Ombudsman: Washington Post “fails” a blogger

I’m teaching a 7-class module about media ethics as part of an interdisciplinary ethics course at Armstrong this semester. In recent meetings, we’ve talked about the commercial demands on newspapers in the internet age and about the growing importance of social media. Here on Savannah Unplugged, I’ve written lately about how bloggers can find niches for themselves.

So I was especially interested today to read The Post fails a young blogger by Washington Post ombudsman Patrick B. Pexton. He’s blunt about the Post’s goal of having bloggers take advantage of aggregating stories and capitalizing on page views about trending topics. And he’s blunt in his assessment of the lack of clear standards for such practices and lack of support for blogger Elizabeth Flock, who resigned recently after concerns that she slightly altered a couple of paragraphs from another source. That amounts to plagiarism, at least in a traditional sense, but it pales beside practices that are commonplace on the web.

From the piece:

But The Post failed her as much as she failed The Post. I spoke with several young bloggers at The Post this week, and some who have left in recent months, and they had the same critique.

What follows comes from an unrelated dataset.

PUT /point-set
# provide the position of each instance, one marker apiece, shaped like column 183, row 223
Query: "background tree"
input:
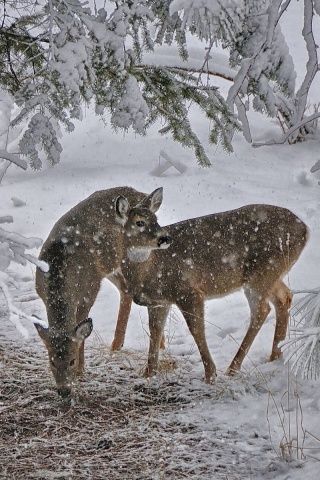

They said that they felt as if they were out there alone in digital land, under high pressure to get Web hits, with no training, little guidance or mentoring and sparse editing. Guidelines for aggregating stories are almost nonexistent, they said. And they believe that, even if they do a good job, there is no path forward. Will they one day graduate to a beat, covering a crime scene, a city council or a school board? They didn’t know. So some left; others are thinking of quitting.

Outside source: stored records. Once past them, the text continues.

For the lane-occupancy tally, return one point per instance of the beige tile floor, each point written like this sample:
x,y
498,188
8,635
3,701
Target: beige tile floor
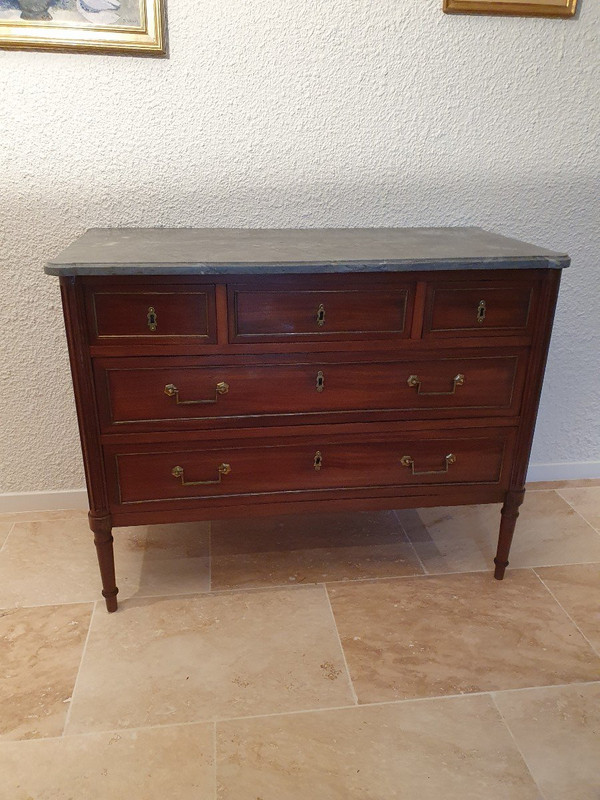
x,y
352,656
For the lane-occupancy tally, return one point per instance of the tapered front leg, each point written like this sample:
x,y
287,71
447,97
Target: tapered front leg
x,y
510,512
102,528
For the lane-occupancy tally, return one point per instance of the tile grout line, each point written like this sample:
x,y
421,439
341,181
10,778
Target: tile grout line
x,y
210,555
564,610
297,587
577,511
10,530
223,720
215,758
411,543
68,716
337,633
516,744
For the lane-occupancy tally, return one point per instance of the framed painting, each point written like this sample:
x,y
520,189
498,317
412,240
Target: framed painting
x,y
125,26
517,8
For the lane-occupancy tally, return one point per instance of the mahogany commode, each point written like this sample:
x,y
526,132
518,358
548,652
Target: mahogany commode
x,y
223,373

The whole piece is well worth a read, as it deals not only with this failing but also with recent staff cuts at one of the world’s leading print publications.

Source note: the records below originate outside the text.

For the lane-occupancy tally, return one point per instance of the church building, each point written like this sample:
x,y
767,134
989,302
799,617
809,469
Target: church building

Pexton closes by noting that “this week, announced a new program to cross-train journalists — digital journalists will learn the ways of street reporters, and reporters will learn the ways of digital and social media. This is an excellent, and overdue, idea.”

I’m not so sure. As long as we assign journalists to one of those camps and expect them to grasp the other, then we’re stuck in the old models. Journalists of the future are going to have to be equally at home as “street reporters” and as functional experts in the world of “digital and social media”.